Sırf bu bile, Ahmet Piriştina’nın işinin hakkını vermiş ve bunca sevilmeyi, rahmet dualarıyla uğurlanmayı hak etmiş bir insan olduğunu kanıtlamaya yetiyor.

Canım İzmir, yine bir yaza ağlayarak giriyor.

İyiler hep mi erken gider? Neden hep iyiler erken gider?

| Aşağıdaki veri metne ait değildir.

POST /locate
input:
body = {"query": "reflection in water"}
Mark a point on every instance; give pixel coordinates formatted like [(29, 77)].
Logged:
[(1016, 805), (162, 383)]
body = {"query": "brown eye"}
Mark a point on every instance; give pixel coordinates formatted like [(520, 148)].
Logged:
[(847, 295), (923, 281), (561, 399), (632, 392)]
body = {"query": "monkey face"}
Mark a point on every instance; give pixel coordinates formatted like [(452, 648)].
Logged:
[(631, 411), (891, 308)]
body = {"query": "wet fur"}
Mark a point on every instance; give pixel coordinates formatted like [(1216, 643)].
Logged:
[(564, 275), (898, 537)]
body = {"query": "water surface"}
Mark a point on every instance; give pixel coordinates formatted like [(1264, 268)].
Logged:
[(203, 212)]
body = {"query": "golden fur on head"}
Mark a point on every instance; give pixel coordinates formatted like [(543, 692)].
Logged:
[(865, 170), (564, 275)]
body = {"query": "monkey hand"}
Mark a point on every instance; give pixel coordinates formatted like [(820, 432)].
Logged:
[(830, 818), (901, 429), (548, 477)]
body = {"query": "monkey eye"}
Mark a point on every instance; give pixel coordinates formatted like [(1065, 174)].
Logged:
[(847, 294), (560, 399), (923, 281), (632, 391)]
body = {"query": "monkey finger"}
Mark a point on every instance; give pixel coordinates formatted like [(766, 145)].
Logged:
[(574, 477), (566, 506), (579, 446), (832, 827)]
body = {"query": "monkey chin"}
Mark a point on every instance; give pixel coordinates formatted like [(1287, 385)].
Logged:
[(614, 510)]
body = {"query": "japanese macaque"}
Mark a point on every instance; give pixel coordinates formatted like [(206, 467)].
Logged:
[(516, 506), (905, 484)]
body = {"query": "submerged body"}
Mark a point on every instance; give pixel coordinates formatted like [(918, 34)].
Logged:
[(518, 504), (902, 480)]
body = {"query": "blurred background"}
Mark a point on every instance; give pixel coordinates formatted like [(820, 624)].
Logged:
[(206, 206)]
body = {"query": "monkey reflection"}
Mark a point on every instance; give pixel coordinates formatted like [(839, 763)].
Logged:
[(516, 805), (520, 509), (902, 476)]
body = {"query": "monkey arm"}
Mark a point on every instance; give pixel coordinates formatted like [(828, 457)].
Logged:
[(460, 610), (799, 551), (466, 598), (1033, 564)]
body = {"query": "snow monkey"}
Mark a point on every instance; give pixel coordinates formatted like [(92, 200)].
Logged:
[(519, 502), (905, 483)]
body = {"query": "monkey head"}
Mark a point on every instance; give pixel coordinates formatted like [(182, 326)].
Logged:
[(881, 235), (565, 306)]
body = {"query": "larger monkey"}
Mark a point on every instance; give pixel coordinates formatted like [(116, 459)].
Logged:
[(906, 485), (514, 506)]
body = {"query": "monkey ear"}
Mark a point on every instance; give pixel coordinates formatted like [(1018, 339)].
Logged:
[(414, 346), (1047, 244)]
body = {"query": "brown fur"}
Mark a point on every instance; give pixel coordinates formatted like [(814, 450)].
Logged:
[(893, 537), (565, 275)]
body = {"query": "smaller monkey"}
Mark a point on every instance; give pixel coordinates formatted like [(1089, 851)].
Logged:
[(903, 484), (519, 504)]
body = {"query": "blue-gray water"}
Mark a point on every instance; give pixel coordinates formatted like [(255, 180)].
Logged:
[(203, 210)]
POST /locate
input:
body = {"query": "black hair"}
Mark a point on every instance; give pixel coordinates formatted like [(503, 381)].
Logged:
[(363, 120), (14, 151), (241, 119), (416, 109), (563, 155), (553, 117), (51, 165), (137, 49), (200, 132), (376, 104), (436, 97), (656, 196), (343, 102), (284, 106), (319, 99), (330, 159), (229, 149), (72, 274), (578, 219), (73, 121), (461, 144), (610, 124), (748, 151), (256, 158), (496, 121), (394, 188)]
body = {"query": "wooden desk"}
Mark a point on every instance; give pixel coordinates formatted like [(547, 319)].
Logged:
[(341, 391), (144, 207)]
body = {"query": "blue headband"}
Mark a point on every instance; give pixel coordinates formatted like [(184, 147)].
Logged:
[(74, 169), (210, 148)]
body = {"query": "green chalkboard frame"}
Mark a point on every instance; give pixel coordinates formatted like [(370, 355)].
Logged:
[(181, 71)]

Adaletin bu mudur be kader?

Not: Gelir gelmez muhabbete böyle bet bir tondan girmek istemezdi gönül ama n’eylersiniz ki ahvalimiz budur... Ayrıca korkarım rutine ve normale avdet etmem biraz zaman alacağı için bu Çeşme muhabbeti birkaç gün sürecek. Yarın itibarıyla da yediklerimizden, içtiklerimizden, gördüklerimizden dem vurmamız farz; şimdiden duyurulur...

Asparagas

Reha artık araftan bildirsin diyorum

Kurşunlandıktan sonra, hastanede, acil serviste gözünü açtığında karşısında Reha Muhtar’ı gören ve ‘Eyvah, cehenneme geldim,’ diye düşündüğünü söyleyen; daha sonra Reha Muhtar’ın ‘Nasılsın birtanem?’ diye sorup yüzünü okşamasıyla hayatta olduğunu anlayan, ‘yaşadığını hisseden’ Ahmet Çakar, Reha Muhtar’ın bundan böyle araftan bildirmesinin iyi bir fikir olabileceğini belirtti: ‘Biz bugüne dek Reha’nın ulvi tarafını görmemişiz. Ben diyordum zaten, bu adamda ille ki dünyevi olmayan, adı konulamaz bir şey var. O günden beri, haftada en az iki gece, uzun bir köprünün ucunda Reha’yı görüyorum, elini uzatıp gülümseyerek beni okşuyor. Gerçi eşim Reha’nın belirdiği ışıklı álemin TV ekranı, o köprünün de Akademi Türkiye’de finalistlerin geçtiği bir stüdyo mahali olduğunu söylüyor ama işin doğrusunu ben biliyorum. Göreceksiniz, Reha yakında araftan bildirecek. O ‘her nerede yaşıyor ve yaşatılıyorsan’ lafı nafile türememiş yani. Her şeyin hikmetine şimdi erdim ama ah, kimselere anlatamıyorum.’